Blindly following trends is meaningless and often leads to dead ends. But for those willing to innovate, AI + AR is the natural evolution of AI glasses.
Blindly Following Trends Is Pointless and Often Leads to Pitfalls
That brings us back to the question: Why have Ray-Ban’s smart glasses sold so well?
Ray-Ban AI Glasses
In my opinion, the success of Ray-Ban’s smart glasses lies in a pragmatic commercial strategy. Let’s break it down:
- The strong brand appeal of Ray-Ban:Ray-Ban is a well-established mid-to-high-end eyewear brand with strong recognition in the consumer market, especially in the United States.
- Extensive offline retail channels:AI glasses are hardware products and a new category, which makes them hard to sell online alone. Ray-Ban’s robust offline retail network allows users to try the glasses in-store, significantly increasing the likelihood of a purchase.
- Reasonable pricing:The price of Meta’s smart glasses is comparable to that of regular Ray-Ban sunglasses. For consumers who were already planning to spend this much on sunglasses, adding a few trendy features makes it an easy upgrade.
- Practical applications for certain users:Some users genuinely benefit from first-person video recording, such as livestreamers who wear the glasses for hands-free filming or visually impaired individuals who use apps like Be My Eyes.
- Most importantly: Even if users stop using the AI or camera features after a month or two, the glasses remain a stylish and functional product. They are something you can confidently wear out in public—or even enjoy wearing daily—purely as eyewear.
In summary, the success of Meta’s Ray-Ban smart glasses has little, if anything, to do with AI or AR. It may not even have much to do with their functionality. Instead, it’s a combination of brand strength and a well-thought-out product positioning. It’s also worth noting that Meta only achieved this after two product iterations; the first-generation Ray-Ban Stories had lackluster sales.

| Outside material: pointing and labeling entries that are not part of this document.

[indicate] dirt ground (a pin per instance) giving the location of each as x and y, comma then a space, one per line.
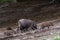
36, 34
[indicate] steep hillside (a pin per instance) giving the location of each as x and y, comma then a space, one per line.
37, 11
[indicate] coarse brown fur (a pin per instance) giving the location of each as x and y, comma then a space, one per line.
46, 24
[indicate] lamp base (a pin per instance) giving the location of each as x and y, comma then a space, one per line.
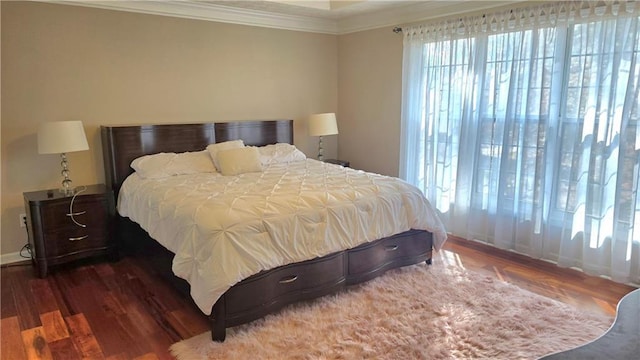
66, 182
320, 150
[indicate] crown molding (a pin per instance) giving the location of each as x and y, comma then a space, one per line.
214, 12
234, 15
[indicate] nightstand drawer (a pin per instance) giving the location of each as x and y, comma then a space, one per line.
91, 213
57, 237
65, 242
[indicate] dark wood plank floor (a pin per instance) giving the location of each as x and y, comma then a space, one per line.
122, 310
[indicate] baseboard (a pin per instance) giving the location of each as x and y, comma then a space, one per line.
11, 258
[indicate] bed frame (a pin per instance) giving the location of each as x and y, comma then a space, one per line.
267, 291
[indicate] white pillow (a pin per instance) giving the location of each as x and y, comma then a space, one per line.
213, 149
161, 165
280, 153
239, 161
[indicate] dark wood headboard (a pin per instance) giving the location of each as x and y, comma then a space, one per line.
122, 144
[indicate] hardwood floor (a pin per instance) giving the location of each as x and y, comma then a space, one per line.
123, 310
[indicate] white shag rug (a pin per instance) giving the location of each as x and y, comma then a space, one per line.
417, 312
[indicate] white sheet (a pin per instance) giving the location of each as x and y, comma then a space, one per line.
226, 228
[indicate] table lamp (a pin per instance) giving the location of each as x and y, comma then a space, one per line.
62, 137
322, 125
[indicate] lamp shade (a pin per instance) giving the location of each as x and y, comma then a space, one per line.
323, 124
59, 137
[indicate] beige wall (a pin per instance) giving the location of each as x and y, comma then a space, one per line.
105, 67
370, 94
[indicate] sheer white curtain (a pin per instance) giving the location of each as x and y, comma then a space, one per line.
522, 128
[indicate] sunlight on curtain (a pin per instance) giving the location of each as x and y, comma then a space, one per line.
522, 128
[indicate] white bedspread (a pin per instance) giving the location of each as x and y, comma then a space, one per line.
223, 229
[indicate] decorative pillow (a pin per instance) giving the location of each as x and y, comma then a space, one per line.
161, 165
239, 161
280, 153
213, 149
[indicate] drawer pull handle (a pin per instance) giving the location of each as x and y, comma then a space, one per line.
76, 214
72, 214
288, 279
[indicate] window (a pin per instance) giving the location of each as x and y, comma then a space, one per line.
525, 134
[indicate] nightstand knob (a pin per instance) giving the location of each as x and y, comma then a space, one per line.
79, 238
71, 215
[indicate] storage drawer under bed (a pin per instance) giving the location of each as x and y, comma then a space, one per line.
282, 286
368, 260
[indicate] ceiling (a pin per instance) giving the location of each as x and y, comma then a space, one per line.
322, 16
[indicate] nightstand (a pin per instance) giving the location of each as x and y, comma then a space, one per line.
338, 162
67, 228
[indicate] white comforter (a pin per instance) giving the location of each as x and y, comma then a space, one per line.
223, 229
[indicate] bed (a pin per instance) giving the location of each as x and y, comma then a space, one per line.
287, 273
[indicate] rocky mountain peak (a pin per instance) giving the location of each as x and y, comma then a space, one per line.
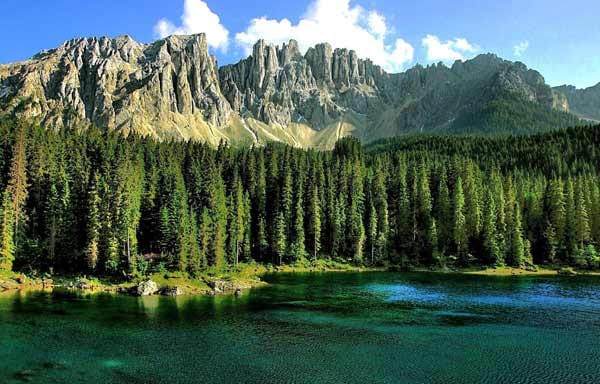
173, 88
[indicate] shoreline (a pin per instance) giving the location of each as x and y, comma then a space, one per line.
236, 282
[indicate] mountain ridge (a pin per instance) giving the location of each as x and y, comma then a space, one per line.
174, 89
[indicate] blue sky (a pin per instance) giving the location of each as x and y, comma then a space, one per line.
559, 38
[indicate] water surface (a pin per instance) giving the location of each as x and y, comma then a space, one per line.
314, 328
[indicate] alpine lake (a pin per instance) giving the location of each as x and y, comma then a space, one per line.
370, 327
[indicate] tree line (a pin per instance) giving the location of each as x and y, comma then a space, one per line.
100, 203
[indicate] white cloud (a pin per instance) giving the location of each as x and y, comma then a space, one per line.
447, 51
520, 48
196, 18
338, 23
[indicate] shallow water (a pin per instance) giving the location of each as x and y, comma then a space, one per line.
314, 328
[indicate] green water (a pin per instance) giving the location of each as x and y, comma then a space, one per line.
314, 328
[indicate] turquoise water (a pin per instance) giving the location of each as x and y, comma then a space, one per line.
314, 328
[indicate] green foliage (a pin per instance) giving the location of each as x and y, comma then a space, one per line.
100, 203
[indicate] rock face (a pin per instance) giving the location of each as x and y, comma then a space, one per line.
147, 288
173, 89
583, 102
121, 84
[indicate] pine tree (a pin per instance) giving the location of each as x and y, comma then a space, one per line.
297, 248
13, 201
460, 237
94, 225
517, 245
314, 222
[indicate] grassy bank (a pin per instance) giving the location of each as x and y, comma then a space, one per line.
238, 278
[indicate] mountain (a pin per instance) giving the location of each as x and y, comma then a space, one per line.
173, 89
585, 103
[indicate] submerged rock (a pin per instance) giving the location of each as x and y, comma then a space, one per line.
147, 288
172, 291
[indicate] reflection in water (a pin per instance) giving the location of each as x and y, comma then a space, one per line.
344, 327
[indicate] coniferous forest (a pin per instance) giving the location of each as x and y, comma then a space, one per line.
99, 203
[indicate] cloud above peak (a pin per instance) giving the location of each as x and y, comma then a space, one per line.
447, 51
338, 23
197, 18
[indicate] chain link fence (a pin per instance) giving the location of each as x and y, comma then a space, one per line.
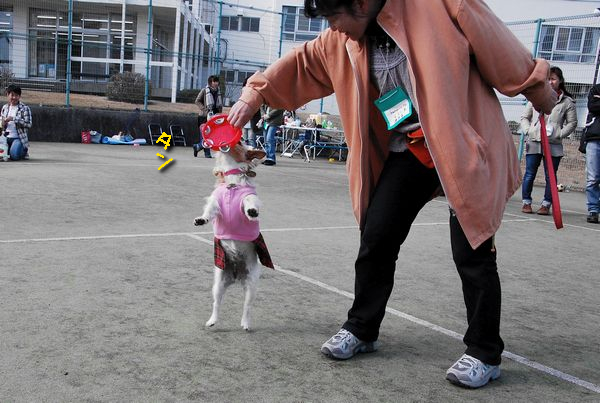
572, 44
76, 47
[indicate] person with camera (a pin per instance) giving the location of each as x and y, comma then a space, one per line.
16, 121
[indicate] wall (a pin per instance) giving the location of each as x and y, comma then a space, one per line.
63, 124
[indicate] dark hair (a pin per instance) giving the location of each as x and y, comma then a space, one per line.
13, 88
561, 80
325, 8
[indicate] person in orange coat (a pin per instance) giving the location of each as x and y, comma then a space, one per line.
414, 82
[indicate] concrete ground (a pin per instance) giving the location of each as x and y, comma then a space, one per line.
105, 289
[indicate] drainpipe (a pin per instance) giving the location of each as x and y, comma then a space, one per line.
122, 36
148, 51
176, 52
218, 68
69, 51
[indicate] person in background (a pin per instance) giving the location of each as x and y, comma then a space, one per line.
414, 81
16, 122
273, 118
561, 123
209, 102
590, 145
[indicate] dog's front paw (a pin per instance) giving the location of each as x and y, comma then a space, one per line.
252, 214
245, 324
200, 221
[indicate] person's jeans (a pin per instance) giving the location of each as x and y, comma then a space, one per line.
16, 151
271, 142
532, 163
404, 187
592, 167
201, 121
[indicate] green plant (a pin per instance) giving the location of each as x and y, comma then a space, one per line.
127, 87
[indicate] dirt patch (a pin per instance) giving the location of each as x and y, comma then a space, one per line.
100, 102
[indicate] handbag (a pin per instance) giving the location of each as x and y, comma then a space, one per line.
592, 129
418, 147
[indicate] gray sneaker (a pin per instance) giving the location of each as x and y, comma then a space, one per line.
345, 345
472, 373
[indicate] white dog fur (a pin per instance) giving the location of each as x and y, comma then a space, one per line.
242, 255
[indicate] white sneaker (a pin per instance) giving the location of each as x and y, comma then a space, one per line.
472, 373
344, 345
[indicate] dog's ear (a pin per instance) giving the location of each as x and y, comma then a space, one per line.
255, 154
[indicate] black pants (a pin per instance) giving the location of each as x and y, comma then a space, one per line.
201, 121
404, 187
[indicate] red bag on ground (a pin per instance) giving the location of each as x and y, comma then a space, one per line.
86, 137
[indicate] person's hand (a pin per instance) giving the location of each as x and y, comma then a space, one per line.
240, 114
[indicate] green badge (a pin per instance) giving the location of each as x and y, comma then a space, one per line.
395, 106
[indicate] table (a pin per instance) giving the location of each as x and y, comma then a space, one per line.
325, 139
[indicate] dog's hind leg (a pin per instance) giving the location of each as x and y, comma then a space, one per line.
220, 285
250, 284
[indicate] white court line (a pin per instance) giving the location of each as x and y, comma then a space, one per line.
517, 358
167, 234
551, 221
507, 354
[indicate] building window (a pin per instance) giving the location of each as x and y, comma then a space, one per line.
568, 44
297, 27
5, 33
95, 36
238, 23
236, 76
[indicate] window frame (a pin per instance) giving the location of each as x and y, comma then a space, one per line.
296, 13
554, 46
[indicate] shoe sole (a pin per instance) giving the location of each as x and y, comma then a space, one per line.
455, 381
366, 348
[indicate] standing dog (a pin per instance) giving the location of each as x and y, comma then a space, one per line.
234, 207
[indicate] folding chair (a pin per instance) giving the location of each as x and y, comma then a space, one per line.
155, 131
177, 134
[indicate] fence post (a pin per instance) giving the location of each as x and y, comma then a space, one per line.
218, 67
148, 50
280, 35
595, 80
69, 50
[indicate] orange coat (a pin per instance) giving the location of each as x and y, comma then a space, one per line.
458, 51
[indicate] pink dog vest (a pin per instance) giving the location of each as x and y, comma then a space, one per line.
232, 223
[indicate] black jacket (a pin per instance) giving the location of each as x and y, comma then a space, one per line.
592, 132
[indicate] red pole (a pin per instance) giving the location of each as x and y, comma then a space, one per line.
556, 213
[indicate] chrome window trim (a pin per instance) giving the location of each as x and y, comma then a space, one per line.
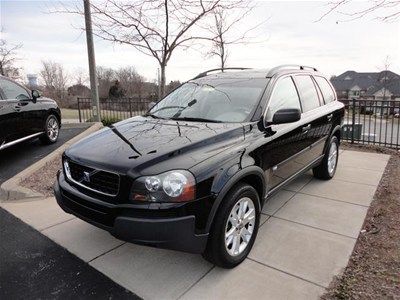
69, 177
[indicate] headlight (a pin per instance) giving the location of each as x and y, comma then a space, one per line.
172, 186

Be My Eyes app, now available on Ray-Ban glasses
For example, the Be My Eyes app, now available on Ray-Ban glasses, allows visually impaired individuals to connect with a network of 8.1 million volunteers. These volunteers can use the glasses’ camera feed to view the wearer’s surroundings and provide instructions via audio.
Lessons for AI Glasses in the Chinese Market
It’s clear that some Chinese companies are trying to replicate this model by partnering with eyewear brands like Boshi or Bolon. However, this approach may not be enough because the Chinese consumer market is vastly different from the U.S.. How many people in China are willing to spend over a thousand yuan on a pair of sunglasses? Not many. Personally, I wouldn’t.
If companies want to make the AI features compelling enough for consumers to buy, the next logical step is to transition to AI + AR.
_____
Meta’s Next Steps: Toward AI + AR Glasses
In my article “Meta AR Glasses Optics Breakdown: Where Did $10,000 Go?”, I mentioned rumors that Meta plans to release glasses with waveguide technology in 2025. The optical design is said to use 2D reflective (array) waveguides paired with LCoS projectors.
While this optical design is likely a transitional step, the evolution from “audio + cameras” to “audio + cameras + near-eye displays” is a sound and logical progression for AI glasses.
A Final Note: The Risks of Blindly Following Trends
The consequences of blindly copying others are often dire. Take Apple’s Vision Pro as an example. When it was first released last year, I predicted it would fail (see my article “Vision Pro Is Not a Savior but Apple’s Cry for Help”).
The core question that every product must answer remains the same: What are people going to use this for?
Vision Pro’s biggest issue isn’t its hardware—it’s the severe lack of content. VR has always been heavily reliant on PC/console gaming ecosystems. Even with Vision Pro’s impressive hardware specifications, it’s essentially useless without content. For the companies that are still copying Vision Pro (I know of several), what’s the point if you don’t have a robust content ecosystem?